8. Their Lordships of the Apex court in the case of T.S. Balaram ITO Vs. Volkart Brothers; 82 ITR 50 (SC) have held that a mistake apparent on the record must be an obvious and patent mistake and not something which can be established by a long drawn process of reasoning on points on which there may be conceivably two opinions. A decision on a debatable point of law is not a mistake apparent from record. Their Lordships have further held that if a statement of any person has been recorded without producing him in the witness box, the authorities should not act upon that statement without affording the assessee an opportunity to cross-examine the witness, but that is a matter not for rectification but it is a matter relating to the merits of the case as to whether the Tribunal has gone wrong in not considering the affidavit of a particular person and has acted upon the statement of the same person which was recorded by the ITO without being permitted to cross examine by the assessee. This is not a matter in which the apparent error is involved but it is a matter more of merit and cannot be rectified within the scope of rectification. The powers of the Tribunal while making a rectification were again examined by the Apex Court in the case of CIT Vs. Hero Cycles Pvt. Ltd.; 228 ITR 463 in which their Lordships have held that rectification can only be made when a glaring mistake of fact or law committed by the officer passing the order becomes apparent from record. Rectification is not possible if the question is debatable. Moreover, a point which was not examined on facts or in law cannot be dealt with as mistake apparent from record. In the case of ITO Vs. ITAT; 229 ITR 651 their Lordships of Patna High Court have also expressed a similar observation after holding that section 254(2) of the Act empowers the Tribunal to amend any order passed by it under sub-section (1) with a view to rectifying a mistake from record. However, section 254(2) does not authorize the Tribunal to review its order or to sit in appeal over its earlier order. If it is done, it would amount to an amendment of an earlier order with a view to rectify a mistake apparent from record, but it would be an order passed on reappraisal of the material facts and circumstances and on a fresh application of the legal position which is not permissible within the scope of section 254(2) of the Act.
9. In the case of Ms. Deeksha Suri Vs. ITAT; 232 ITR 395 their Lordships of Delhi High Court have held in specific terms that "the Income-tax Appellate Tribunal is a creature of the statute. It has not been vested with the review jurisdiction by the statute creating it. The Tribunal does not have any power to review its own judgements or orders. The grounds on which the courts may open or vacate their judgements are generally matters which render the judgement void or which are specified in the statutes authorizing such sections. The language of section 254(2) of the Income-tax Act, 1961 is clear.

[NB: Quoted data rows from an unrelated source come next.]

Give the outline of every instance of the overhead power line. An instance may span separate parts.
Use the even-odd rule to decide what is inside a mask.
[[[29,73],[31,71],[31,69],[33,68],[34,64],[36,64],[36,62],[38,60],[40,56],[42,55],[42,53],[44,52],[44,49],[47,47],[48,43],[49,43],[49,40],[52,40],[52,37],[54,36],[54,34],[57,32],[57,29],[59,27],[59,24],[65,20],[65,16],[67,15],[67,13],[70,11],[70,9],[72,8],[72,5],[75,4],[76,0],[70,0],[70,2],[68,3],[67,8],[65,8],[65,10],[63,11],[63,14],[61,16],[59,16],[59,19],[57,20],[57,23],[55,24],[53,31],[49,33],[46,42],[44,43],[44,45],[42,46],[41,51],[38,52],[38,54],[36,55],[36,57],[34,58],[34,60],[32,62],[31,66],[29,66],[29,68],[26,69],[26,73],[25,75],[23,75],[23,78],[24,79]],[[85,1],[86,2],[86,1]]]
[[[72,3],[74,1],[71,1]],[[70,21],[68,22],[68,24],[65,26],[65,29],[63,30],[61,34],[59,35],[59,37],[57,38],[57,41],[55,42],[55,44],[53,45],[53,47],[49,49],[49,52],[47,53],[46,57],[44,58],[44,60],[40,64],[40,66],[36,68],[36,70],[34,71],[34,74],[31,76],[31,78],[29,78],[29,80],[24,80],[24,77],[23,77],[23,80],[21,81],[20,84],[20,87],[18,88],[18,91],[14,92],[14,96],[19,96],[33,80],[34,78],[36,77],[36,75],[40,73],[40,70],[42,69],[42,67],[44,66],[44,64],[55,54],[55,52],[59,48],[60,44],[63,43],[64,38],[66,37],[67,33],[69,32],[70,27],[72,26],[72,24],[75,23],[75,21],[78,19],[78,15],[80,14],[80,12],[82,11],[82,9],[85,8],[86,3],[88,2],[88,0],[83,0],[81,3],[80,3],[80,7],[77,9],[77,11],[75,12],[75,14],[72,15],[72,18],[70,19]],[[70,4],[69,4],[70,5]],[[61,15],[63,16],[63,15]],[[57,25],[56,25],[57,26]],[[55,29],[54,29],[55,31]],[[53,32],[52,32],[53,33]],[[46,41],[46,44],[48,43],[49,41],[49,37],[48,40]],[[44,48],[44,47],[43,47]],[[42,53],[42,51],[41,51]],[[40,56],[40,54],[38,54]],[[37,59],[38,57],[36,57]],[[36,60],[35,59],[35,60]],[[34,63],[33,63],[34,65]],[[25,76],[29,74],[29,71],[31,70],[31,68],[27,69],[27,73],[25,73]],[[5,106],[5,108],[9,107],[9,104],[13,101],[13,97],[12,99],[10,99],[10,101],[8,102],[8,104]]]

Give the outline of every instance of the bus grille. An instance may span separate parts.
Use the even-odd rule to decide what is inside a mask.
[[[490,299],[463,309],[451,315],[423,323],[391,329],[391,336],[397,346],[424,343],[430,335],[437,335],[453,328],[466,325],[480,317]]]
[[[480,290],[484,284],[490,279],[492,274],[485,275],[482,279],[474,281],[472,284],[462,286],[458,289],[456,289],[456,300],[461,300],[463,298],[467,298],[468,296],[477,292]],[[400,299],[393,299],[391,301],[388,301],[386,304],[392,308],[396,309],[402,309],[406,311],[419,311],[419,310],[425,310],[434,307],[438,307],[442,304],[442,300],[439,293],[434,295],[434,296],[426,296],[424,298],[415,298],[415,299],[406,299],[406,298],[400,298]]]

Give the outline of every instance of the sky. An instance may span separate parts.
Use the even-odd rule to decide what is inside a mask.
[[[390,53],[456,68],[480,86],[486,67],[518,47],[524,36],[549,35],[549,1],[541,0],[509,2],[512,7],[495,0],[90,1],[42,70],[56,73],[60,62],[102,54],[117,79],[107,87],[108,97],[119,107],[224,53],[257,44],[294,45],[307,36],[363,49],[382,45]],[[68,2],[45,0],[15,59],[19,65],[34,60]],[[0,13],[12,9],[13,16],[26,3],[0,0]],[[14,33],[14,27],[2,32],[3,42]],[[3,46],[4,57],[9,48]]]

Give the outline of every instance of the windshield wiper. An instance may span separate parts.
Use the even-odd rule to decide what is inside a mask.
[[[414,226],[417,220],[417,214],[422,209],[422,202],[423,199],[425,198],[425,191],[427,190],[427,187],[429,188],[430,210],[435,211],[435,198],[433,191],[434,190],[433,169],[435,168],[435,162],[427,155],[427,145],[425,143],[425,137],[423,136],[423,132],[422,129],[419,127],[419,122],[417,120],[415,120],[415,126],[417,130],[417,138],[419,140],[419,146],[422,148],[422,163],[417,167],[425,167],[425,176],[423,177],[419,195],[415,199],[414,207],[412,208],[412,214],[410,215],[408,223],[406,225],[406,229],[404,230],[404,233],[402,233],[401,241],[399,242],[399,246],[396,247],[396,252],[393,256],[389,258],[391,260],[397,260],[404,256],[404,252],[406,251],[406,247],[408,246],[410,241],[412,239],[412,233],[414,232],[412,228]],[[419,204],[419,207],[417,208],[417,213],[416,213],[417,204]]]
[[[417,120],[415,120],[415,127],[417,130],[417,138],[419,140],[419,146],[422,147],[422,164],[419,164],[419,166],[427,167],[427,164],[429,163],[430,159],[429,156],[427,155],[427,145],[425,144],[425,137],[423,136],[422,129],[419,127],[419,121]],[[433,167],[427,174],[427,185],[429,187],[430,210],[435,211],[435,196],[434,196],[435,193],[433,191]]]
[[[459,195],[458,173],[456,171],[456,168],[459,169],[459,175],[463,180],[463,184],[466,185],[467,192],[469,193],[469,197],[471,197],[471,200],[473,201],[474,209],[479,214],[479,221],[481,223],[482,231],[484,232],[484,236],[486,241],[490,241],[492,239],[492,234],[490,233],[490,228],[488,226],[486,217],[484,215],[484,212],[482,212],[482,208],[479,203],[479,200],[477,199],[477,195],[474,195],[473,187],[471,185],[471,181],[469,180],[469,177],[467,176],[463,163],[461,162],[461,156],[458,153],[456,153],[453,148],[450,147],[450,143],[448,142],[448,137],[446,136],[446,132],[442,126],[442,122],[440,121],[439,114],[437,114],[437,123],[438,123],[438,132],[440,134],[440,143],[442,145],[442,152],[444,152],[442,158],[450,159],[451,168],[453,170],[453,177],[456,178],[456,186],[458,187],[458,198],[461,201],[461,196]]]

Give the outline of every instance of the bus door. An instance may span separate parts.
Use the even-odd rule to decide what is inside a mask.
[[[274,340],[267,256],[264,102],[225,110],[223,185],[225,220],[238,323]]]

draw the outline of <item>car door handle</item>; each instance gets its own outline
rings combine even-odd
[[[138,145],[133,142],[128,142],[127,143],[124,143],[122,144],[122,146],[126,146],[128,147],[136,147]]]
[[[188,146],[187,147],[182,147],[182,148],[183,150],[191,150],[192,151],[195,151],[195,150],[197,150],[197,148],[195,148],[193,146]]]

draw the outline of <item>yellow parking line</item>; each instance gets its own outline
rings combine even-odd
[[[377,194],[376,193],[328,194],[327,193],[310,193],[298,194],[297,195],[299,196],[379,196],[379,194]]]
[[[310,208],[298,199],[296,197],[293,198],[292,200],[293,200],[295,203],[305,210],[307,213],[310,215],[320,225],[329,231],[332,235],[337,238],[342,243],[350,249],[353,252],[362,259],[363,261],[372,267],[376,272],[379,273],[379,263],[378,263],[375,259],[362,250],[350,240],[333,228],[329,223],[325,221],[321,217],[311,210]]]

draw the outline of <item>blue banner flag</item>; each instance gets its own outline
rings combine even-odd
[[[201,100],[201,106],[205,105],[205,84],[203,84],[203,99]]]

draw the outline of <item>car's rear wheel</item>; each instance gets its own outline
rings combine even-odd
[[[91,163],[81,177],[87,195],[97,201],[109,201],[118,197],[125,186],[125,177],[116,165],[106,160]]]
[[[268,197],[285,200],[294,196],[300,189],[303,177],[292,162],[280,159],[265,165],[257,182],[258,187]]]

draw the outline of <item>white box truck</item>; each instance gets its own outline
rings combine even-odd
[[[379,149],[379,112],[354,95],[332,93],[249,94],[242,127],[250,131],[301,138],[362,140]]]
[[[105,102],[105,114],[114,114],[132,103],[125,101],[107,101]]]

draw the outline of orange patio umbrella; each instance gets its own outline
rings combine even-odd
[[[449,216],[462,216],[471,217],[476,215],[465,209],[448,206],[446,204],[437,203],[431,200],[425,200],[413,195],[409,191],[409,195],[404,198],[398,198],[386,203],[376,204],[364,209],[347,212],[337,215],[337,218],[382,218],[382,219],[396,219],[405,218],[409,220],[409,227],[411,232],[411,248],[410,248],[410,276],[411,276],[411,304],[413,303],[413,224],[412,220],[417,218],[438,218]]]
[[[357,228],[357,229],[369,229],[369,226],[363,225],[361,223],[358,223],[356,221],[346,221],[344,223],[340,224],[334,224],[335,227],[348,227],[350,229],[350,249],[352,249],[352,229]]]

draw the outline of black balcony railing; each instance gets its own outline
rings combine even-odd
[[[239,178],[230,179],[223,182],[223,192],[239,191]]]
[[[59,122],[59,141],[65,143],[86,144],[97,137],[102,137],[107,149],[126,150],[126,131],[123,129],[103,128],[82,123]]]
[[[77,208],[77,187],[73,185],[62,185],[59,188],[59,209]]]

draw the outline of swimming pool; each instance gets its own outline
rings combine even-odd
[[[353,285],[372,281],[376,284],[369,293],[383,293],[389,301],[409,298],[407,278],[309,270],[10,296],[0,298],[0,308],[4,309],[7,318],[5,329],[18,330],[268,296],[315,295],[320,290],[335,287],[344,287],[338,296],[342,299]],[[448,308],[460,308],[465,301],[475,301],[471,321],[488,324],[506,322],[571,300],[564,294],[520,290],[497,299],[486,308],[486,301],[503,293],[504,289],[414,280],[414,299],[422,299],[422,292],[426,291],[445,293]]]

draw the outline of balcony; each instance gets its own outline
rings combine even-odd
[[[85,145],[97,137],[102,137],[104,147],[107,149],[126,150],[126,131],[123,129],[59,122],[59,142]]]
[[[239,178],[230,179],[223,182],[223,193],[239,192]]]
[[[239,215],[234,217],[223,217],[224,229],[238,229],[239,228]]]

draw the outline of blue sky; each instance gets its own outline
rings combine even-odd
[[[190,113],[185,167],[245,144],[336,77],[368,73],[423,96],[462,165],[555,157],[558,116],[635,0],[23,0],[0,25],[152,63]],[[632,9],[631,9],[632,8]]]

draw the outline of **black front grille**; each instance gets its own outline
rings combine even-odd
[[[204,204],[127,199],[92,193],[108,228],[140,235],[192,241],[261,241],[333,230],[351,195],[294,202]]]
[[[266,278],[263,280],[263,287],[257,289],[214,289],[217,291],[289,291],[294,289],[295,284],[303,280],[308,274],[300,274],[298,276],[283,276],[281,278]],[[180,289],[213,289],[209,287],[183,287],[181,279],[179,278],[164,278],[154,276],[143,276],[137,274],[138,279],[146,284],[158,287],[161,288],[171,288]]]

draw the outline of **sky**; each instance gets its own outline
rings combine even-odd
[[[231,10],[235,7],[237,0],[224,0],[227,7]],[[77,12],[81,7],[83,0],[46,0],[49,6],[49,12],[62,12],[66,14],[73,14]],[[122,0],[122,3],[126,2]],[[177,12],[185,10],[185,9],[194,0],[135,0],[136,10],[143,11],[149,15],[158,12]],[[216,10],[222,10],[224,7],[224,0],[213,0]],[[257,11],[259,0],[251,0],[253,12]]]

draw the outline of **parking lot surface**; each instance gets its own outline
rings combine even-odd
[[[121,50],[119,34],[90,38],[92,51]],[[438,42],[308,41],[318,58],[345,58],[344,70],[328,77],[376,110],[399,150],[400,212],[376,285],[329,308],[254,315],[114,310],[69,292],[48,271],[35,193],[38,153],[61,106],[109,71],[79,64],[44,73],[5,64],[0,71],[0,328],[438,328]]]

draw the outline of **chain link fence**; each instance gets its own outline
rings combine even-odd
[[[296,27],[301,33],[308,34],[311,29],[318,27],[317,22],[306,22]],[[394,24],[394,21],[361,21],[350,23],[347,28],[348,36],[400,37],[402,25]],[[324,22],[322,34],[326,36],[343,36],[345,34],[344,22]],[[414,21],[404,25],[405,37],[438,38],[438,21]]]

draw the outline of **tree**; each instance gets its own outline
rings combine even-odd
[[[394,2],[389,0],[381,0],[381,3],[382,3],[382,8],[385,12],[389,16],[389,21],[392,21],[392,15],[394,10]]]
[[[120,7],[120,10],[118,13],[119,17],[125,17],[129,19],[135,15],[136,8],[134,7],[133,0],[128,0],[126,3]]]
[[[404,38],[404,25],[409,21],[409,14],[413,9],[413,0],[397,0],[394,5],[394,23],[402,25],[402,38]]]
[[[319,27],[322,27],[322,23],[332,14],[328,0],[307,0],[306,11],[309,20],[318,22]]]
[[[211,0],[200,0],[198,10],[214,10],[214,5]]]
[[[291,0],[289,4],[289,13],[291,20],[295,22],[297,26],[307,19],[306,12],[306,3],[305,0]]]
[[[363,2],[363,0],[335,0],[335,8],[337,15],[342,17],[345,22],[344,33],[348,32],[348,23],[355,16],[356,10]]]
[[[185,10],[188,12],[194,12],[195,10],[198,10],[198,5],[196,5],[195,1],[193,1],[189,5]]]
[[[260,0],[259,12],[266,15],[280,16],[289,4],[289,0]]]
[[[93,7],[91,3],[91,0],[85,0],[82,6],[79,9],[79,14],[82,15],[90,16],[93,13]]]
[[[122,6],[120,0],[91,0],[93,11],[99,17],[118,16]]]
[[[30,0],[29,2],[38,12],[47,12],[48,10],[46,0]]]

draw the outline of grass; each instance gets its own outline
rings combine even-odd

The foundation for the exercising the jurisdiction is "with a view to rectify any mistake apparent on the record" and the object is achieved by "amending any order passed by it". A mistake apparent on the record must be an obvious and patent mistake and not something which can be established by a long drawn process of reasoning on points on which there may be conceivably two opinions. A decision on a debatable point of law is not a mistake apparent on the record".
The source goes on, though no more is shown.